En fin de compte, en considération "du mérite et de la réputation" du poète, la Cour lui pardonna. Mais cet évènement impressionna la clientèle de Fouquet et notamment Corneille. Ils passèrent en bloc au service de Louis XIV et firent son éloge.

En l'année 1663, le Roi pensionne lui-même une soixantaine de gens de lettres dans toute l'Europe. Corneille recevra 2,000 livres par an: traitement de faveur pour un écrivain peu utile en dehors de son art. Tallemant se moque de lui, en disant qu'il n'a pris ce sujet (= couronnement d'Othon) que pour faire continuer les gratifications du Roi en son endroit."

En effet, il y a dans la pièce plusieurs passages où l'auteur semble prendre parti pour l'absolutisme: d'une part, il déplore les malheurs d'un Etat où les ministres mènent le roi comme un pantin (cf. 621-626); de l'autre, il admire le règne d'un puissant monarque qui "consulte et résout seul, écoute et seul décide (618)."

Tallemant continue à se moquer du poète: "ce dévot y coule quelques vers pour excuser l'amour du Roi." On n'a pas pu préciser le passage auquel il fait allusion. Mais il est vrai que, dans Othon, l'auteur se révèle indulgent pour le goût que montre le prince pour les plaisirs (cf. 925-926, etc.).

Cependant, un lecteur moderne ne s'intéresserait pas beaucoup au problème de savoir si l'auteur a eu l'intention de faire l'éloge du Roi et de l'absolutisme. D'ailleurs, s'il a eu cette intention, on ne peut dire qu'elle fut couronnée de succès: la conduite du héros est trop ambigûe et trop passive pour lui attirer la sympathie et le faire admirer.

Othon aime-t-il vraiment Plautine? En apparence, il se comporte en parfait amant envers sa bien-aimée. Mais chez lui, l'ambition n'a-t-elle jamais trahi l'amour? C'est sans doute très natural, parce qu'il vit dans une cour qui obéit à la loi de la jungle.

Il n'est pas pourtant assez ambitieux pour tout sacrifier à son élévation au trône. En vérité, il ne fait rien dans ce but de sa propre initiative: il fait sa cour à Camille, parce que Vinius l'y oblige; s'il se révolte, c'est que les soldats, mécontents de Galba et de Pison, l'y entraînent; il monte sur le trône grâce à la double trahison d'Atticus.

Ainsi Othon est-il loin des héros du genre de Rodrigue, d'Horace, de Polyeucte, qui sacrifient l'amour humain à la gloire ou à Dieu, après un débat aussi cruel que difficile; on peut se demander si l'amour d'Othon est tout à fait sincère. Il n'est même pas un monstre comme Cléopatre dans Rodogune, qui viole sans scrupule la loi morale pour assouvir son désir de régner.

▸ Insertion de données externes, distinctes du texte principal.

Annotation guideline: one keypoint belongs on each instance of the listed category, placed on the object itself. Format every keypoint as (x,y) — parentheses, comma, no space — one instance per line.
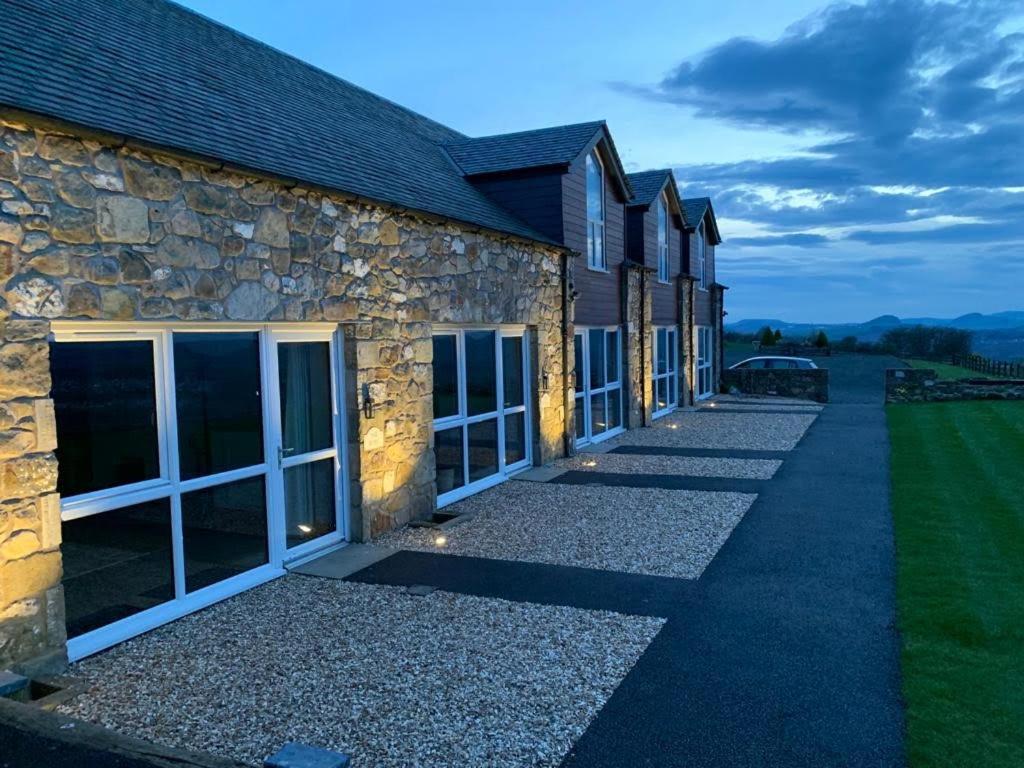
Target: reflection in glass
(217,385)
(598,423)
(306,418)
(116,564)
(449,460)
(596,357)
(512,370)
(224,529)
(445,377)
(482,449)
(481,379)
(614,408)
(309,501)
(105,406)
(515,438)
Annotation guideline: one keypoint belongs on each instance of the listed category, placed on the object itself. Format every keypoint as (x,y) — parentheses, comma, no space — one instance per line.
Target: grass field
(945,371)
(957,495)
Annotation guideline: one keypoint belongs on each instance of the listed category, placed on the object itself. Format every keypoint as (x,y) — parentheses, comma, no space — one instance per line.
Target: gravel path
(755,469)
(751,431)
(392,679)
(636,530)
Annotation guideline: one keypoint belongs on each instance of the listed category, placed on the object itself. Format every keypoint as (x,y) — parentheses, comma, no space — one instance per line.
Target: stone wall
(922,385)
(91,228)
(804,384)
(637,353)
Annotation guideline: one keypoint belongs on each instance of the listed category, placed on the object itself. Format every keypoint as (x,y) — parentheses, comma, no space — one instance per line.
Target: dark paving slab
(700,453)
(784,652)
(669,482)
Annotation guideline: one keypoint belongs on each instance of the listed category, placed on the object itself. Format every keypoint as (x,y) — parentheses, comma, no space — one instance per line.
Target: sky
(863,158)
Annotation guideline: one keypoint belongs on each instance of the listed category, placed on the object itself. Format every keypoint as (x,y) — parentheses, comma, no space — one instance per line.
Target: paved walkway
(784,651)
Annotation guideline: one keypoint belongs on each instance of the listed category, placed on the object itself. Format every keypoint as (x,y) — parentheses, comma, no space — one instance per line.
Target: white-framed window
(598,382)
(705,359)
(195,461)
(666,374)
(700,260)
(596,256)
(481,409)
(663,240)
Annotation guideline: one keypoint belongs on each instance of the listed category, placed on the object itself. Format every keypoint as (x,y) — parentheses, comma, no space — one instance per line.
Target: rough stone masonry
(92,228)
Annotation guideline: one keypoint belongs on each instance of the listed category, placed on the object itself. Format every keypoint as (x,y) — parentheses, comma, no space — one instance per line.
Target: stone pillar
(637,353)
(32,627)
(686,350)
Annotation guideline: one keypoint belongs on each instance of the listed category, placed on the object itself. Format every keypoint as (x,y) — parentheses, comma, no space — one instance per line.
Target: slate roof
(164,75)
(695,209)
(509,152)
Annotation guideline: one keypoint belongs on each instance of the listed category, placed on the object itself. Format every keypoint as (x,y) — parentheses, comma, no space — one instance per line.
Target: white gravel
(637,530)
(389,678)
(753,431)
(755,469)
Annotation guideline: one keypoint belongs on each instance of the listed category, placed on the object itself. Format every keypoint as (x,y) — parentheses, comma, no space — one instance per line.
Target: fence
(985,366)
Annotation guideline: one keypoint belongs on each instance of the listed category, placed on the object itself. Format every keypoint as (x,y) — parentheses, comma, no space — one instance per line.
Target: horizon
(841,190)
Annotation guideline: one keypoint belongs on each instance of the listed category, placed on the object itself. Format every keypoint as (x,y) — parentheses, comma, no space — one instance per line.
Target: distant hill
(999,335)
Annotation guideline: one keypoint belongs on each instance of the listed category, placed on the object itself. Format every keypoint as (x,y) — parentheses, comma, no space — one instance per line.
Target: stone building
(248,312)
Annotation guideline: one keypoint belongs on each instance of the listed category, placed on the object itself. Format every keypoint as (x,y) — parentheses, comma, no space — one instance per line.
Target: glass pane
(449,460)
(104,398)
(116,564)
(614,408)
(512,370)
(445,377)
(581,375)
(611,355)
(597,421)
(309,495)
(217,384)
(596,358)
(481,380)
(515,438)
(224,530)
(306,416)
(482,449)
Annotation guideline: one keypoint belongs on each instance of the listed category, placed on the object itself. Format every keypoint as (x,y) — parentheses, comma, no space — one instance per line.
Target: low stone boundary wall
(808,384)
(922,385)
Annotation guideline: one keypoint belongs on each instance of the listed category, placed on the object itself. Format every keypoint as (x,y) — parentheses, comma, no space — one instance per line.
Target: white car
(775,363)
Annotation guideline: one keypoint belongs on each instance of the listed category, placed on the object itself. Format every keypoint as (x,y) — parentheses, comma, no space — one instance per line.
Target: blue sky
(864,158)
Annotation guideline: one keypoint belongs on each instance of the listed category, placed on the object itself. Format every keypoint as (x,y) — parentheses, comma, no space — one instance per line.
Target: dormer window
(663,241)
(596,258)
(701,264)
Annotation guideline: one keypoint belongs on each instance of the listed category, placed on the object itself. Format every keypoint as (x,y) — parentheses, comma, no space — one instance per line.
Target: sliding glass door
(481,422)
(598,384)
(666,375)
(193,465)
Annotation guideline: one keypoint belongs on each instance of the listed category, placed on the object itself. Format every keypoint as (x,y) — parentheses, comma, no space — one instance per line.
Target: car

Ce manque de carrure chez le héros peut décevoir un lecteur familier des chefs-d'oeuvre de Corneille. D'ailleurs, ce n'est pas seulement le héros qui manque de carrure mais la cour entière de Galba: l'empereur est vieux, faible et mesquin; les trois ministres sont des scélérats ou, pour le moins, des égoïstes qui ne pensent qu'à consolider leur pouvoir. Ici, le langage de la générosité que parlent tous les personnages ne sert qu'à masquer leurs calculs égoïstes.

C'est, paradoxalement, ce monde plein de méchanceté, de lâcheté et d'hypocrisie, qui nous intéresse au plus haut point, car il ressemble un peu au nôtre. Certes, Othon ne nous exalte pas, comme Le Cid ou Polyeucte le font par leur beauté sublime. Mais l'inquiétude que nous cause le monde odieux d'Othon, ne l'avons-nous pas éprouvée dans la vie? Ce genre de réalisme constitue l'un des charmes de la pièce.